Nell’ultimo trimestre del 2023, il Pil cisgiordano è crollato del 30 per cento mentre l’inflazione è passata dall’1,7 al 5 per cento, la disoccupazione è cresciuta di undici punti, raggiungendo il 29 per cento. «A pagare il prezzo più alto della crisi sono le donne – spiega Riham Jafari, coordinatrice di ActionAid Palestina –: sono loro a dover mantenere le famiglie ora che mariti, padri e fratelli hanno perso il lavoro in Israele. Per gli uomini, inoltre, dover stare a casa, molte volte senza poter nemmeno uscire a causa delle restrizioni, è fonte di una fortissima frustrazione che, spesso, degenera in violenza. Abbiamo registrato un aumento sensibile degli abusi domestici, già a quota 29 per cento».
«Mio marito faceva il muratore a Gerusalemme. Ora tutti dipendiamo da loro», racconta Zahira mentre indica il recinto del cortile dove riposano tredici pecore. «Quando ho cominciato il progetto di ActionAid, nel giugno 2022, ne avevo tre. Adesso che ho tanto latte, formaggio, yogurt da vendere la gente risparmia perfino sugli alimenti». A poca distanza dalla casa, c‘è la Grotta di Macpelà o Tomba dei Patriarchi dove, secondo il racconto biblico, sono sepolti Abramo, Isacco e Giacobbe, luogo sacro per ebrei, islamici e cristiani.

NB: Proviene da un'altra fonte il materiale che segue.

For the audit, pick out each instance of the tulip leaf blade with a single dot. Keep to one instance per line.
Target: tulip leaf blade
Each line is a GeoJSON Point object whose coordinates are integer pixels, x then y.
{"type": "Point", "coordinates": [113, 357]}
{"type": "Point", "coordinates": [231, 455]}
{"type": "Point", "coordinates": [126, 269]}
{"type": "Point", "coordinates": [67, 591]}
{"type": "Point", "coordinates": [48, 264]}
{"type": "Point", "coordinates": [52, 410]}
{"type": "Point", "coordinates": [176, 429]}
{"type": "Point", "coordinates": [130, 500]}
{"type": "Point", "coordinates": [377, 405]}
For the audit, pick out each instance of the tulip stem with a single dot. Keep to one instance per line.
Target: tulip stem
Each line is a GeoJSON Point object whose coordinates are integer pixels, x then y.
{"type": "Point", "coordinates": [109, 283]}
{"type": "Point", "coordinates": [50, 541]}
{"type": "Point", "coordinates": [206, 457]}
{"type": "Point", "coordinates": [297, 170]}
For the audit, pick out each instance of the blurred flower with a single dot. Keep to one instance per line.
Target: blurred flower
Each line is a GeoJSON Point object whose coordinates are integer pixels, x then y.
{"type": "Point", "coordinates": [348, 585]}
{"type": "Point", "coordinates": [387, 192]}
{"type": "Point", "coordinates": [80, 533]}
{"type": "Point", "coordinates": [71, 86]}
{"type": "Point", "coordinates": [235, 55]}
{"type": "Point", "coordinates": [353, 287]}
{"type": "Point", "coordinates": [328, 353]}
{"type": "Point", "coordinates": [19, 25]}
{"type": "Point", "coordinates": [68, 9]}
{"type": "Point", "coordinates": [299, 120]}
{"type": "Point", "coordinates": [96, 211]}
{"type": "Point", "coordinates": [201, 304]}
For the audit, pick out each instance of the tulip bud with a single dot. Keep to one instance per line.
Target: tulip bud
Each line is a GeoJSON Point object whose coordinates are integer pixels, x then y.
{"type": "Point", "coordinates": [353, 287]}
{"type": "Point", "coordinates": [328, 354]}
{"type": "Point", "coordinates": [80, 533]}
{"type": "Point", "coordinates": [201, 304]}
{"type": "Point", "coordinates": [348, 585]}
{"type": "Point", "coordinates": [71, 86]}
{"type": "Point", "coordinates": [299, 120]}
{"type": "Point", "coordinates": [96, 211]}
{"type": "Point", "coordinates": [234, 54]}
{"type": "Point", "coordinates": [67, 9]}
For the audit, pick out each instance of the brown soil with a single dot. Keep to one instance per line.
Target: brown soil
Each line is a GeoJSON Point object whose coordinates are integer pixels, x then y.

Il complesso di pietra beige si intravede appena dietro la coltre di filo spinato e recinzioni che la circondano. Arrampicato sulla torretta di guardia, un giovane militare fa cenno di allontanarsi dalla sbarra gialla che segna la strada off limits, dal 7 ottobre, per i palestinesi. «Già prima era difficile entrare a pregare. Ora è impossibile», dice Meisun, mostrando con orgoglio le marmellate e i succhi di uva che ha imparato a produrre grazie a corsi realizzati al centro comunitario del municipio e sostenuti da ActionAid. «Per la prima volta avevo raggiunto l’indipendenza economica. Poi è arrivata la guerra...».
Il centro ha deciso di restare aperto. «È uno dei pochi spazi per le donne fuori dalle mura domestiche. È importante, specie ora – sottolinea Shifa, la coordinatrice –. Spesso, però, dobbiamo annullare le attività perché le iscritte non riescono ad arrivare. O perché i figli sono a casa: a Hebron, come in tutta la Cisgiordania, quasi tutte le scuole hanno trasferito le lezioni online». «Con i militari ovunque, la gente ha paura. Facevo ripetizioni di matematica: su 25 allievi ne sono rimasti quattro – afferma Isra –. Il guadagno è minimo ma vado avanti. La guerra finisce, l’istruzione resta».